Active Collaborations

• Accessible Path Mapping for All: Leveraging ScooterLab for Multimodal Wheeled Mobility Analytics
  Team: Vaskar Raychoudhury, Md Osman Gani, Nadim Mahmud
  Affiliation: Miami University (Department of Computer Science and Software Engineering); University of Maryland, Baltimore County (Department of Information Systems)
  Description: This project leverages ScooterLab's micromobility-sensing infrastructure to support accessible path routing and navigation for wheelchair users and others with limited mobility. The team investigates environmental and surface-level features (e.g., roughness, slope, path barriers, and facilities), integrates ScooterLab data with the MyPath AI-based routing platform, and develops cross-modal data fusion methods between e-scooter and wheelchair sensor trajectories to improve real-world accessible routing and labeling.
• Scooting in the Heat: E-Scooters as Sensors and Mobility Enablers During Periods of Extreme Heat
  Team: Rounaq Basu
  Affiliation: Georgia Institute of Technology (School of City & Regional Planning)
  Description: This project examines how e-scooter users adapt during periods of extreme heat and how thermal comfort and environmental exposure can be measured and validated using high-resolution, ground-level data. Using ScooterLab environmental sensor data (temperature, humidity, air quality), audio data, GPS data, and participant surveys/interviews, the study analyzes changes in trip patterns, route choice, and exposure to hazardous environmental conditions to inform climate-resilient transportation planning.
• Integrating Heat and Air Quality Data into ScooterLab
  Team: Esteban Lopez Ochoa
  Affiliation: UT San Antonio (Urban and Regional Planning and Architecture)
  Description: The project combines stationary environmental sensor data with scooter-based sensing, explores adding environmental sensors to measure exterior ridership conditions on the fleet, and compares/validates ridership heat data against stationary sensors. A core goal is to use the scooter fleet to sense vulnerable neighborhoods without stationary coverage so communities and policymakers have better data for understanding extreme heat and air pollution in the built environment.

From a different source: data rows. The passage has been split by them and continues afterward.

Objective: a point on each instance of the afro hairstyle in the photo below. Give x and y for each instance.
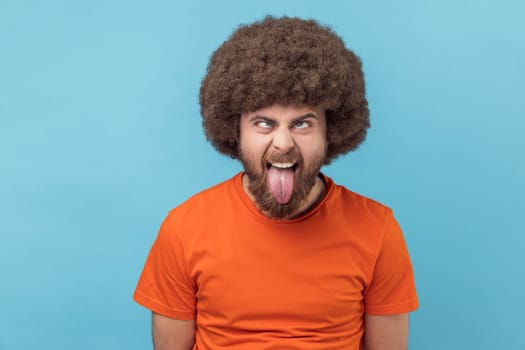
(288, 61)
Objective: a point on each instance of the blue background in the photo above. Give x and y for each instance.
(100, 136)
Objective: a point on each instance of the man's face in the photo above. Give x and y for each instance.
(282, 149)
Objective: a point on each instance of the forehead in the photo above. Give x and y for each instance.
(286, 112)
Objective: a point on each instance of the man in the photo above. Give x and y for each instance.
(279, 256)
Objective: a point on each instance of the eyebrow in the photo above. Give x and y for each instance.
(295, 120)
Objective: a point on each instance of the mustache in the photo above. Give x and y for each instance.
(294, 156)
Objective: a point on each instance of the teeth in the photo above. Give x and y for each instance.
(282, 165)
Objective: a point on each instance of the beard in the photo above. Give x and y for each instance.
(305, 177)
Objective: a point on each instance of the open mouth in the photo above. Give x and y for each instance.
(282, 165)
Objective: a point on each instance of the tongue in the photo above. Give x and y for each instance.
(281, 183)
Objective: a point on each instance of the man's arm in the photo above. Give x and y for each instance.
(386, 332)
(171, 334)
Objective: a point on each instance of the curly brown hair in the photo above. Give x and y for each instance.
(285, 61)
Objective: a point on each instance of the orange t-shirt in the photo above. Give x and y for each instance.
(253, 283)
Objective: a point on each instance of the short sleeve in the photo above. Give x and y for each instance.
(164, 285)
(392, 288)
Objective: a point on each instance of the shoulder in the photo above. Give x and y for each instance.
(205, 203)
(357, 207)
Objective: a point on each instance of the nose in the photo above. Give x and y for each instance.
(283, 140)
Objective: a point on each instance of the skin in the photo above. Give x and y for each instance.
(277, 132)
(171, 334)
(386, 332)
(282, 130)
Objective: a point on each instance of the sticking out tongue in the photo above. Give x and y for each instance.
(280, 182)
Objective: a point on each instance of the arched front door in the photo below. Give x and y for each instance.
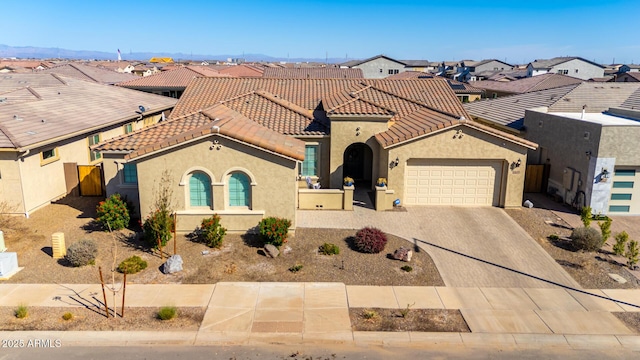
(357, 163)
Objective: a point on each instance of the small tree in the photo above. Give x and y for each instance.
(621, 243)
(585, 216)
(158, 225)
(605, 229)
(632, 254)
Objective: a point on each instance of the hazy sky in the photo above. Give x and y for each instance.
(518, 31)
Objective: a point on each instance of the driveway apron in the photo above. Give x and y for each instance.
(471, 246)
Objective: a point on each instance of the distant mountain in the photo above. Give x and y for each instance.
(31, 52)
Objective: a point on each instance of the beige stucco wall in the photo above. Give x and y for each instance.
(273, 178)
(561, 140)
(344, 133)
(621, 143)
(474, 144)
(10, 182)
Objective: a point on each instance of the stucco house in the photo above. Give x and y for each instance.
(244, 148)
(589, 138)
(571, 65)
(47, 125)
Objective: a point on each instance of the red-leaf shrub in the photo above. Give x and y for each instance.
(370, 240)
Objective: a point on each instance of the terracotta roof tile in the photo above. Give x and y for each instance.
(313, 73)
(173, 79)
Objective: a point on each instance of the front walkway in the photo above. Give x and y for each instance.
(471, 246)
(298, 313)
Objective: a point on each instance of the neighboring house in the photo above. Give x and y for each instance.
(47, 124)
(628, 77)
(593, 156)
(243, 148)
(377, 67)
(469, 70)
(169, 83)
(465, 92)
(313, 73)
(572, 66)
(494, 89)
(89, 73)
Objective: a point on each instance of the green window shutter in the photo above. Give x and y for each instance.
(623, 184)
(199, 189)
(310, 163)
(130, 172)
(239, 189)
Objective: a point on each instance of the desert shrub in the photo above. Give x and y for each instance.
(132, 265)
(113, 213)
(585, 216)
(296, 268)
(586, 239)
(82, 253)
(274, 230)
(370, 240)
(211, 232)
(632, 254)
(167, 313)
(605, 229)
(21, 312)
(157, 226)
(329, 249)
(621, 243)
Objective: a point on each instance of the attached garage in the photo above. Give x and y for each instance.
(453, 182)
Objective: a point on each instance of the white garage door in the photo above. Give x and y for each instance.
(460, 182)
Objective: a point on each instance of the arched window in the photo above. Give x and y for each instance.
(239, 189)
(200, 189)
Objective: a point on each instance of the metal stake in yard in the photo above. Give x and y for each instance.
(124, 289)
(104, 294)
(175, 226)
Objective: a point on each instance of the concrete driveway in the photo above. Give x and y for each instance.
(472, 247)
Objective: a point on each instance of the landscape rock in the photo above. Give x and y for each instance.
(271, 251)
(173, 264)
(403, 254)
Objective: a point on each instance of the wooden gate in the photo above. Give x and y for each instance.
(90, 180)
(536, 178)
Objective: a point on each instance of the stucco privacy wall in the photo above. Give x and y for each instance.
(564, 142)
(10, 182)
(345, 132)
(272, 177)
(473, 145)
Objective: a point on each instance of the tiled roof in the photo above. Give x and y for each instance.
(60, 106)
(632, 102)
(229, 123)
(549, 63)
(598, 97)
(89, 73)
(171, 79)
(313, 73)
(534, 83)
(243, 70)
(510, 110)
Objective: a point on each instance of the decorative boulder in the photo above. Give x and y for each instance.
(173, 264)
(403, 254)
(271, 251)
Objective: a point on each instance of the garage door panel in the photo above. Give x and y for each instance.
(456, 182)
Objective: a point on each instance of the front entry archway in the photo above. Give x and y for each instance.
(357, 163)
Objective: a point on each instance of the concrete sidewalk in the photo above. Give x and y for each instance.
(297, 313)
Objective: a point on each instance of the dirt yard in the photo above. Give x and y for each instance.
(590, 270)
(241, 257)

• Calibrating Affordable Environmental and Air Quality Sensors on Scooters for Urban Climate Monitoring
  Team: Farzad Hashemi, Parisa Najafian
  Affiliation: UT San Antonio (School of Architecture and Planning)
  Description: This work introduces SCOOT-sense, a framework that turns an electric scooter into an affordable and accurate mobile sensing platform for urban microclimate monitoring. Using low-cost onboard sensors for temperature, humidity, and particulate matter with GPS, and calibrating against reference instruments using machine learning models, the project demonstrates high-fidelity pedestrian-level mapping of heat and air quality across diverse urban settings in San Antonio.

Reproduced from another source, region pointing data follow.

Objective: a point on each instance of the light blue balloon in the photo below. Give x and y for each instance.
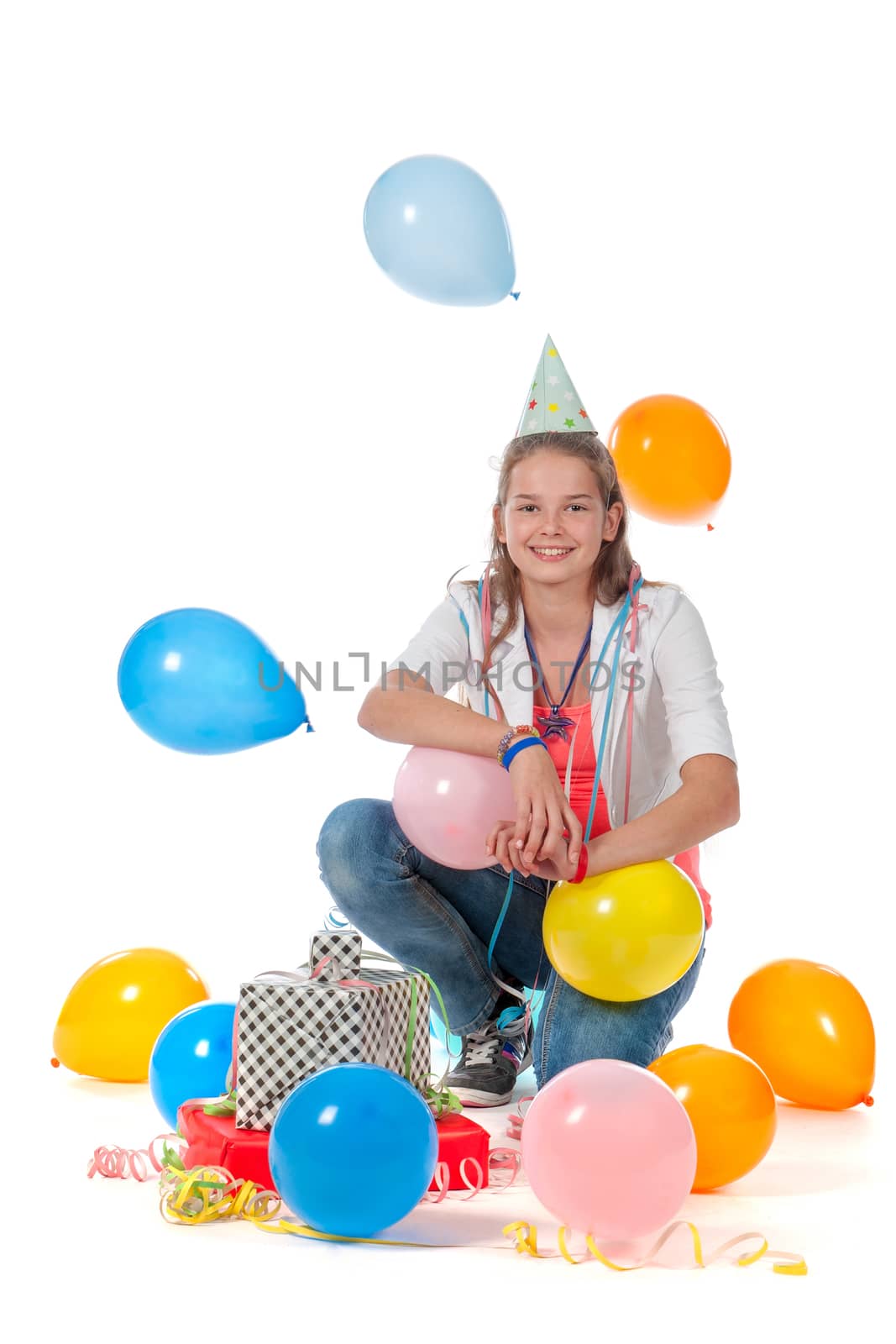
(197, 680)
(191, 1057)
(438, 232)
(352, 1149)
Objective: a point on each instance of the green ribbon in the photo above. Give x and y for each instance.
(226, 1105)
(441, 1100)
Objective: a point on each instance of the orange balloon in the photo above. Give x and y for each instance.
(114, 1012)
(672, 459)
(731, 1106)
(809, 1030)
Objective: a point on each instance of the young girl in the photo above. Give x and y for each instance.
(621, 759)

• Toward Smarter Mobility: AI-Powered Safety Insights for AVs and Vulnerable Road Users
  Team: Shunhua Bai, Mason Cantu, Mahin Ramezani
  Affiliation: Texas A&M Transportation Institute (Center for Efficient Mobility University Transportation Center project)
  Description: This project investigates safety interactions between autonomous vehicles (AVs) and vulnerable road users (VRUs), including pedestrians, cyclists, and e-scooter riders, using advanced AI and data-fusion methods on high-resolution real-world data. A central component is ScooterLab e-scooter sensor data to detect abrupt maneuvers (e.g., sudden braking, rapid acceleration, sharp turns), which are analyzed alongside AV trajectory data to identify risk hotspots, built-environment factors, and behavior patterns that can inform safer urban mobility systems. The work is currently in its initial phase, focused on comprehensive literature review to guide subsequent data analysis.

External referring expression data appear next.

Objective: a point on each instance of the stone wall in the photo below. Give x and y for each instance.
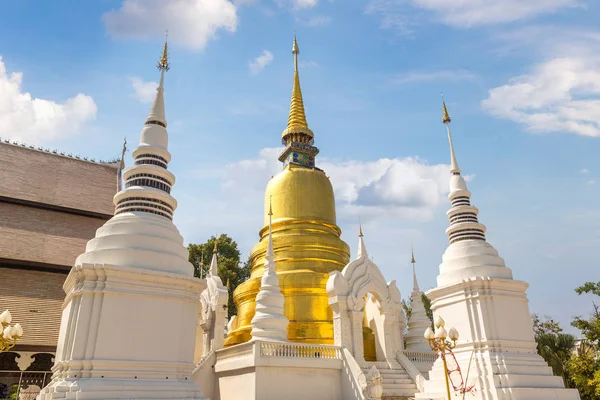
(34, 299)
(51, 179)
(43, 236)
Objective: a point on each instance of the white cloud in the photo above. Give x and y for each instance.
(395, 15)
(25, 118)
(191, 23)
(260, 62)
(307, 64)
(319, 20)
(403, 15)
(433, 76)
(142, 90)
(468, 13)
(562, 94)
(298, 4)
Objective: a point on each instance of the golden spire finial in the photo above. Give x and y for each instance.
(297, 119)
(446, 117)
(163, 64)
(295, 52)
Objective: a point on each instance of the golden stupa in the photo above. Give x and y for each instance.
(306, 239)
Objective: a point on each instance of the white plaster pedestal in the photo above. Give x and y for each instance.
(126, 333)
(492, 317)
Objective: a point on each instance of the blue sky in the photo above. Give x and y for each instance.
(522, 82)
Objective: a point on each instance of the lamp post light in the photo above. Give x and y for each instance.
(9, 334)
(438, 341)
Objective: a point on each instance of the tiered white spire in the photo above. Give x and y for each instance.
(142, 234)
(418, 321)
(464, 224)
(469, 254)
(148, 183)
(269, 323)
(362, 249)
(213, 270)
(134, 273)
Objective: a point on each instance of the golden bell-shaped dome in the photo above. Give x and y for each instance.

• LiDAR-Based Mapping and Object Tracking: Leveling the Plain-Field for Ethical and Open Urban Sensing
  Team: Esteban Lopez Ochoa
  Affiliation: UT San Antonio (Urban and Regional Planning and Architecture)
  Description: This project develops an open, low-cost, LiDAR-only workflow for urban mapping and urban sensing (object tracking and motion analysis). The approach emphasizes privacy-preserving data collection, transparent and ethical data practices, and scalable open-source pipelines that can support distributed city-level sensing and analysis.